ROANOKE TIMES

                         Roanoke Times
                 Copyright (c) 1995, Landmark Communications, Inc.

DATE: SUNDAY, March 8, 1992                   TAG: 9203090240
SECTION: HOMES                    PAGE: C-4   EDITION: METRO 
SOURCE: MIKE NICHOLS
DATELINE:                                 LENGTH: Medium


GETTING DOWN TO EARTH

THIS is the time of year when many people suddenly want to plant a garden - to get outdoors and engage in manual labor involving sweat and dirt and bugs and cow manure. Mind you, these are the same people who during the rest of the year, if given a choice between being around cow manure and having their spleen removed through their ear, would ask: "Uh, about how much does that hurt?"

Perhaps you, too, have been exhibiting gardening symptoms. You get envious when you see a farm with its straight row after row of lean, green lettuce and tomatoes and cucumbers - boot camp for salad ingredients. In your organic envy, you mentally undress the pea pods.

You find yourself poring intently over seed catalogs; in hardware stores you stare dreamily at the seed packets. Who can blame you? The illustrations in seed catalogs and on packets promise the biggest, most colorful produce - beans, beets, eggplants and carrots of bright, vivid greens and reds and purples and oranges not found anywhere else in nature except on golfers.

The illustrations promise pumpkins that could house a family of four, corn stalks so tall that they could hold elected office in some states, okra pods the size of Scud missiles, only more accurate.

But in truth the size of your vegetables is not important. They can be shriveled, dysfunctional, underachiever vegetables - vegetables that, if they were people, would routinely get lost driving home from work.

What is important is the process - getting outdoors, getting in touch with nature, with honest manual labor amid the elemental forces of life itself. After all, these days most of us are confined to our sterile offices and homes, far from The Great Outdoors. To most of us The Great Outdoors is that vaguely terrifying stretch between our porch and our car. How far we have gotten from the good earth, how out of touch with nature's cycle of life: birth, growth, death, probate.

But a home garden lets you get back in touch. Let's say you want to plant tomatoes, which are among our most popular crops (despite the fact that their insides are repulsive - so repulsive that even tomato plants themselves will pollinate only while blindfolded).
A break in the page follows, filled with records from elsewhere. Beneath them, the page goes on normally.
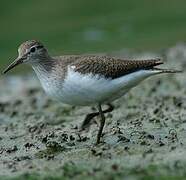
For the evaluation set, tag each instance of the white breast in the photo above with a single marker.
(87, 89)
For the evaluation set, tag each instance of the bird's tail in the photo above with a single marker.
(160, 70)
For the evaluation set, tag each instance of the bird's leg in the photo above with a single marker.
(90, 116)
(102, 123)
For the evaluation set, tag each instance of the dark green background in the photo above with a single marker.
(91, 26)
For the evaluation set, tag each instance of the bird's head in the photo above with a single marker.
(30, 52)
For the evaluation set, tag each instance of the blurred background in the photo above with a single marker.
(97, 26)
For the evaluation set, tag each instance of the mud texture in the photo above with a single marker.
(144, 137)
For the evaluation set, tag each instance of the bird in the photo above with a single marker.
(86, 80)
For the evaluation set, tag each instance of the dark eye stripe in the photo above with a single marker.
(39, 47)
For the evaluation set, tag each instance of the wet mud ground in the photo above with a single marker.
(144, 137)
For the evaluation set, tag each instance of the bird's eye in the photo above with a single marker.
(33, 49)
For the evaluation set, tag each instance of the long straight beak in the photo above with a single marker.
(13, 64)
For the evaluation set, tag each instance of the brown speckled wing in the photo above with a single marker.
(111, 67)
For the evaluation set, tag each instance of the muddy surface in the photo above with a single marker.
(144, 136)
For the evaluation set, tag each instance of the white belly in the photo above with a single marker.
(79, 89)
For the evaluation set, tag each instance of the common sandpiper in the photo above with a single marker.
(85, 80)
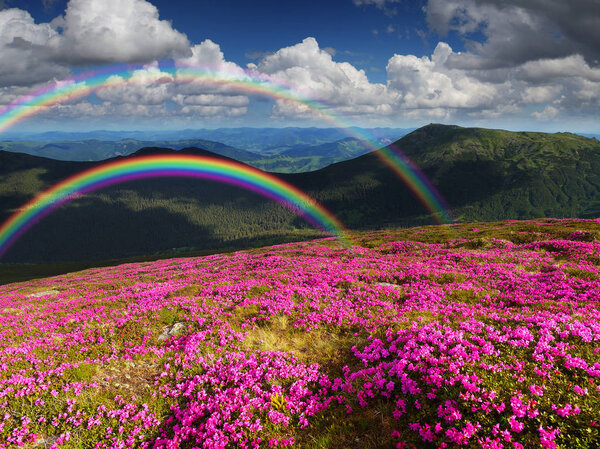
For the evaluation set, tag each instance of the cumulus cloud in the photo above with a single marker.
(315, 75)
(540, 94)
(23, 50)
(517, 31)
(147, 86)
(428, 83)
(190, 94)
(549, 113)
(115, 30)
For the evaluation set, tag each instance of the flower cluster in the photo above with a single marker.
(450, 344)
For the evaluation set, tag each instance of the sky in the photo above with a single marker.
(513, 64)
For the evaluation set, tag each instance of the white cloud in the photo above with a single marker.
(540, 94)
(115, 31)
(549, 113)
(23, 51)
(148, 86)
(567, 67)
(212, 100)
(517, 31)
(313, 73)
(428, 83)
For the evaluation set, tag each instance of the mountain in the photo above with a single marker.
(267, 141)
(483, 174)
(294, 159)
(97, 150)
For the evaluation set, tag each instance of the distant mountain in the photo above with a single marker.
(97, 150)
(286, 159)
(483, 174)
(261, 140)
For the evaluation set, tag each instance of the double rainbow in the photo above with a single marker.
(191, 166)
(240, 80)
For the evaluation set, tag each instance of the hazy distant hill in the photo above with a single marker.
(484, 175)
(261, 140)
(286, 159)
(97, 150)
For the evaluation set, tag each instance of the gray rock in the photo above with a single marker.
(169, 331)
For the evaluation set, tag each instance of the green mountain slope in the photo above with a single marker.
(97, 150)
(483, 174)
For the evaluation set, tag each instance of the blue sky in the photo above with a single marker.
(516, 64)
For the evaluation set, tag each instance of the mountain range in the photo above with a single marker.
(483, 174)
(284, 150)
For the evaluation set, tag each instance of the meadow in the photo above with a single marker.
(481, 335)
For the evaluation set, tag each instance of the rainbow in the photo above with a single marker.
(161, 166)
(242, 80)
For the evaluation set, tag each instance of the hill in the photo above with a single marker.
(484, 175)
(98, 150)
(485, 339)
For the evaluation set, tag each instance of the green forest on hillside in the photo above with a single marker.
(483, 174)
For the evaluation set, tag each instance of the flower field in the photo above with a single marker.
(482, 335)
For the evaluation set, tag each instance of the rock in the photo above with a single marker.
(44, 293)
(45, 442)
(169, 331)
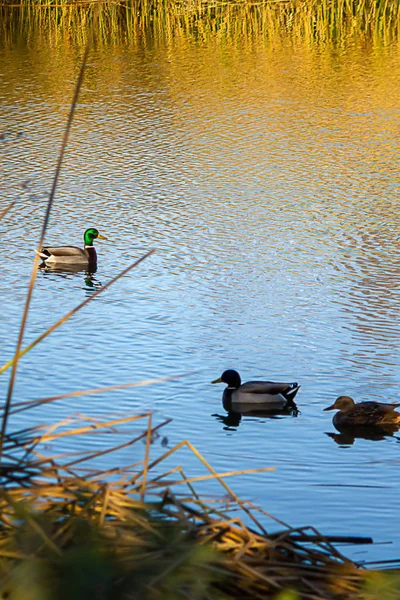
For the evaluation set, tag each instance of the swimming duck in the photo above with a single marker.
(72, 255)
(363, 413)
(269, 395)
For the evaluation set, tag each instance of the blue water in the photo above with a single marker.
(271, 196)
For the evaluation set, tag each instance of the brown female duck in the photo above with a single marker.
(369, 414)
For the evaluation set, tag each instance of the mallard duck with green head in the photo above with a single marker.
(268, 395)
(368, 414)
(72, 255)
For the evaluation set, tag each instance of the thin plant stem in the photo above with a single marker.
(41, 241)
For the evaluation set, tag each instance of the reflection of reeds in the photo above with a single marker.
(138, 521)
(128, 529)
(312, 21)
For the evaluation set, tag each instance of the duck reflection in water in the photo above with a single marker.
(258, 399)
(233, 419)
(348, 435)
(365, 420)
(91, 283)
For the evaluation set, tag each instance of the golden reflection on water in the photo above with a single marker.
(263, 166)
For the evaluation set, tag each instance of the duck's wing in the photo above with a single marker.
(271, 388)
(378, 407)
(61, 251)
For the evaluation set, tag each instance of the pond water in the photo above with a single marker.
(267, 179)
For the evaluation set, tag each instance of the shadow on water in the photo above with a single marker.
(91, 282)
(348, 435)
(233, 418)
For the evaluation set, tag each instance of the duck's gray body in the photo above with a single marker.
(267, 395)
(68, 255)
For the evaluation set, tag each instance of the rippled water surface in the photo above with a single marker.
(267, 179)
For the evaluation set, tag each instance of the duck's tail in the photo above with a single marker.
(291, 391)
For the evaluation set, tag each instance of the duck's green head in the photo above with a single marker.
(343, 403)
(230, 377)
(92, 234)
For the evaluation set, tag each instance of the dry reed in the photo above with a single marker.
(50, 499)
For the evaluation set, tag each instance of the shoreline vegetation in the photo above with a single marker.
(313, 22)
(72, 528)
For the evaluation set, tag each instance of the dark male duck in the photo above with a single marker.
(267, 395)
(369, 414)
(59, 256)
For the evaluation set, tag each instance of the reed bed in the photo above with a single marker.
(71, 528)
(142, 530)
(159, 21)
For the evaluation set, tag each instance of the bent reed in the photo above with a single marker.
(71, 528)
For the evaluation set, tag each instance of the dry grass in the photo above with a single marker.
(71, 528)
(141, 518)
(340, 22)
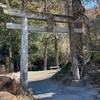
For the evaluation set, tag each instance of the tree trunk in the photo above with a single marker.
(45, 55)
(78, 10)
(24, 54)
(56, 52)
(72, 36)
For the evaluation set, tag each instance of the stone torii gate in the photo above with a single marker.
(50, 18)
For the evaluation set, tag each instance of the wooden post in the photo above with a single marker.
(45, 54)
(76, 75)
(56, 51)
(24, 54)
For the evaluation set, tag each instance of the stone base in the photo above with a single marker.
(76, 83)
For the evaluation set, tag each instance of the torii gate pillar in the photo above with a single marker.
(24, 54)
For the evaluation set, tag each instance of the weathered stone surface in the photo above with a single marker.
(7, 96)
(76, 83)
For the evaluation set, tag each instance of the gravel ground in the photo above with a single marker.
(45, 89)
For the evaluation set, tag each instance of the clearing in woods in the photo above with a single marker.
(46, 89)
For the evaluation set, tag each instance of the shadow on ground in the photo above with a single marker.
(50, 90)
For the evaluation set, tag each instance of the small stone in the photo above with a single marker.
(76, 83)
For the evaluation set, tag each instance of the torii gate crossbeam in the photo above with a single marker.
(25, 27)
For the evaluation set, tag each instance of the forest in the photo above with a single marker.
(39, 35)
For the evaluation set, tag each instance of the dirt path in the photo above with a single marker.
(45, 89)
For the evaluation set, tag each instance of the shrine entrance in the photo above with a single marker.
(50, 19)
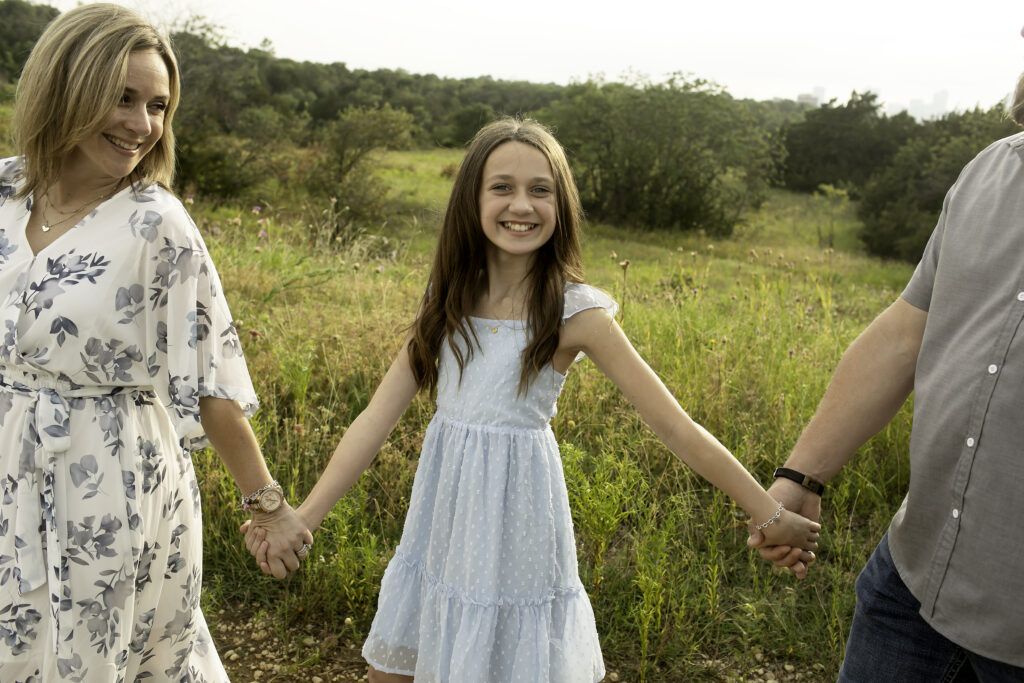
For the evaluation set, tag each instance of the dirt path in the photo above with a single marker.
(253, 651)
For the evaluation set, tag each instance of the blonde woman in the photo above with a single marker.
(118, 357)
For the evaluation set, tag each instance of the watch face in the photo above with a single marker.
(270, 500)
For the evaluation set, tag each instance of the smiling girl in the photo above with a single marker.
(483, 585)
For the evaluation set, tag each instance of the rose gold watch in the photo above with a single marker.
(267, 499)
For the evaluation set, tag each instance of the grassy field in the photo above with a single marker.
(744, 332)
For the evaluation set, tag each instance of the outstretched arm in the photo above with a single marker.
(871, 382)
(233, 440)
(597, 334)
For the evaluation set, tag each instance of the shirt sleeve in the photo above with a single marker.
(195, 348)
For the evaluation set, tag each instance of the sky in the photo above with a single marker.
(944, 53)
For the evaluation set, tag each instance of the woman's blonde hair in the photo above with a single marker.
(74, 77)
(1017, 104)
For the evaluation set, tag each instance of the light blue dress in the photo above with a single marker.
(483, 586)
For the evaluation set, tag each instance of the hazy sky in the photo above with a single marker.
(900, 49)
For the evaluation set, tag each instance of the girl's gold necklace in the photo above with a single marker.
(46, 226)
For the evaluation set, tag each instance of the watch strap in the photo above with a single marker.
(252, 500)
(807, 482)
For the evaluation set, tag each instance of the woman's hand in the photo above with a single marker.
(794, 530)
(276, 539)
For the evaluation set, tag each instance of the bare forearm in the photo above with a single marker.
(235, 441)
(706, 456)
(871, 382)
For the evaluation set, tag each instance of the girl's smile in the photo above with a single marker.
(517, 200)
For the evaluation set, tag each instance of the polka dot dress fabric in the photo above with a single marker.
(483, 585)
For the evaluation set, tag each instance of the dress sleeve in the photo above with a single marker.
(581, 297)
(194, 347)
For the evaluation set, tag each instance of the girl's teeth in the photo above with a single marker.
(519, 227)
(123, 145)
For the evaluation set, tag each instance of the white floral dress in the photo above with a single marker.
(109, 337)
(483, 587)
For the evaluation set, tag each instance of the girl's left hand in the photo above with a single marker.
(793, 529)
(275, 539)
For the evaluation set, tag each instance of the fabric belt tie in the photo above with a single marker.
(39, 517)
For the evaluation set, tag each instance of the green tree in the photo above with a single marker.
(901, 203)
(343, 165)
(20, 25)
(679, 155)
(844, 144)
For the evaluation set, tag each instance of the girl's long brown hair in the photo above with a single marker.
(459, 272)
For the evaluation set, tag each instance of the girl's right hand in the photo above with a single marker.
(793, 529)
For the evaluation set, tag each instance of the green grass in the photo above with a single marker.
(745, 333)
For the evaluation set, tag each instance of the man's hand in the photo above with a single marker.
(796, 499)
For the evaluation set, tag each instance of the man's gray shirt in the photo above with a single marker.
(957, 539)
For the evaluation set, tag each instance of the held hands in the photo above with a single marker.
(278, 540)
(771, 544)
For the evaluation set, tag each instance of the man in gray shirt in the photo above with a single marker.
(942, 596)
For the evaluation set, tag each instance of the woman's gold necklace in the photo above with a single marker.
(70, 214)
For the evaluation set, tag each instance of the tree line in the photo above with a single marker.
(681, 154)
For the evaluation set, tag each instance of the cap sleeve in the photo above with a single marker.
(194, 346)
(582, 297)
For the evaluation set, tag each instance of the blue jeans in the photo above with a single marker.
(890, 642)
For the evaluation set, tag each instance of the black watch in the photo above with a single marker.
(807, 482)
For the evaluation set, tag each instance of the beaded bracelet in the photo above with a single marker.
(771, 520)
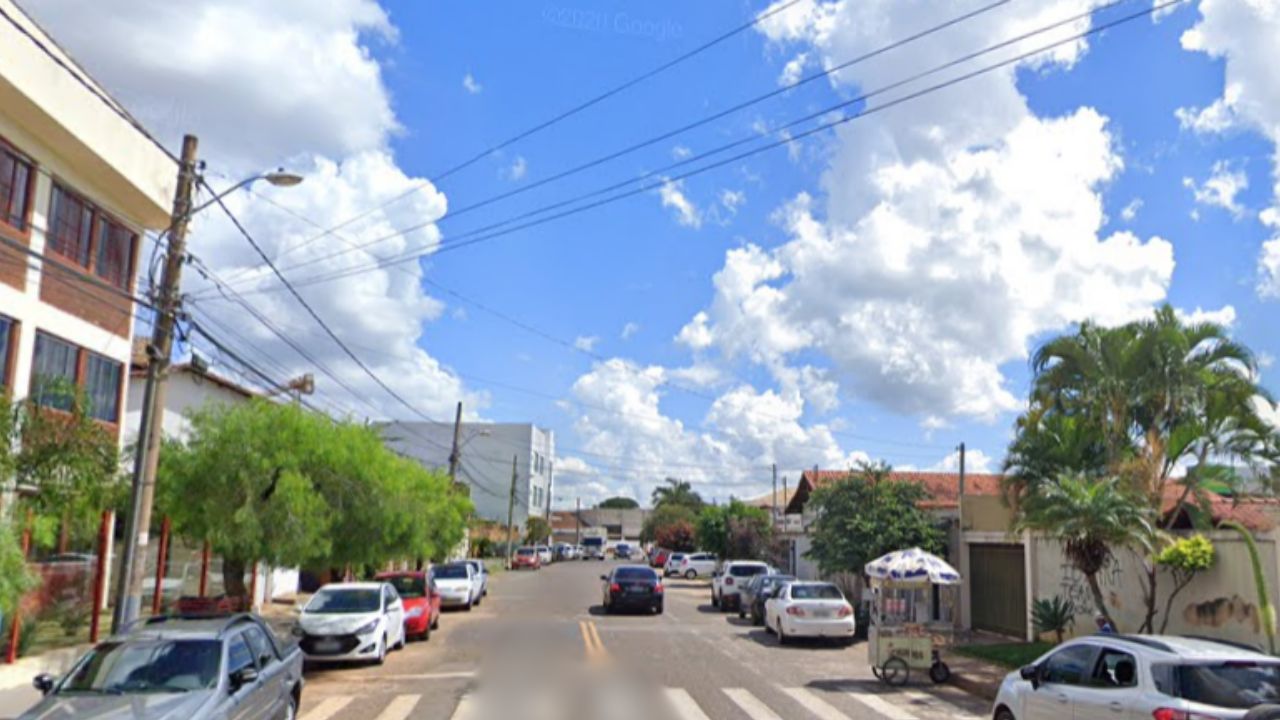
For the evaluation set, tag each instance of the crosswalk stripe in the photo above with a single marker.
(814, 703)
(685, 705)
(328, 707)
(882, 706)
(754, 709)
(400, 707)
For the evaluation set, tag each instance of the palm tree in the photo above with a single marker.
(677, 492)
(1092, 518)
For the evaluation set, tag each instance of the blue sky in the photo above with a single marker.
(871, 292)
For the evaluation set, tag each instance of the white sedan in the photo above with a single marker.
(809, 610)
(347, 621)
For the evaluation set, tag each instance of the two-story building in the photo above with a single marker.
(80, 185)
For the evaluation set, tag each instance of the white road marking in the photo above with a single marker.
(754, 709)
(814, 703)
(882, 706)
(328, 707)
(684, 703)
(400, 707)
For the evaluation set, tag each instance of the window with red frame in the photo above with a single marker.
(14, 188)
(88, 237)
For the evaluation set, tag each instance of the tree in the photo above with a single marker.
(1184, 559)
(677, 492)
(1092, 518)
(867, 515)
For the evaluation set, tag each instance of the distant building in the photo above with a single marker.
(487, 452)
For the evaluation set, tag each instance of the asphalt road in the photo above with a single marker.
(539, 647)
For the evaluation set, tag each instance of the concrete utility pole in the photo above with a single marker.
(511, 509)
(128, 595)
(456, 454)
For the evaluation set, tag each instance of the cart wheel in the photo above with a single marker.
(895, 671)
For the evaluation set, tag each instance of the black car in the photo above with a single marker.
(632, 587)
(754, 593)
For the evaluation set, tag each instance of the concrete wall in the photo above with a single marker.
(1220, 602)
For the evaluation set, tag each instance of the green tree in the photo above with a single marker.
(1092, 518)
(676, 492)
(865, 515)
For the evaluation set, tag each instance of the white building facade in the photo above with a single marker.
(487, 455)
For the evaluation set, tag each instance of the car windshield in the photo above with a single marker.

First you prepare the soil: Till it, rake it, fertilize it. Then you plant the seeds. In a few days, you go outside to discover that a miracle has been wrought: seedlings! You weed and water them. As your plants grow, you come to feel protective of them, to think of them almost as your children. The difference is that your tomato plants won't phone you at 3 a.m. some Friday night begging for bail money and babbling about some teen-age prank involving your pastor's lawn, a six-pack, and full frontal nudity.

At last, after weeks of love and labor comes the day of harvest. Your garden has been satisfying and a bargain. Typical expenses: $1 package of seeds, $5 fertilizer, $5 blood meal, $5 bone meal, $5 herbicides, $5 pesticides, $10 scarecrow, $15 soil-test kit, $50 garden tools, $3 linament, $2 Band-Aids, $5,000 medical treatment after you step on upturned rake tines and slam the handle into your head, causing a concussion that leaves you convinced that you are Charlemagne.

Yes, a pound of tomatoes bought in the supermarket costs 60 cents, a pound of tomatoes grown in your very own garden costs $5,106. But just think of how popular your homemade salsa will be at the annual Holy Roman Emperors Potluck Supper.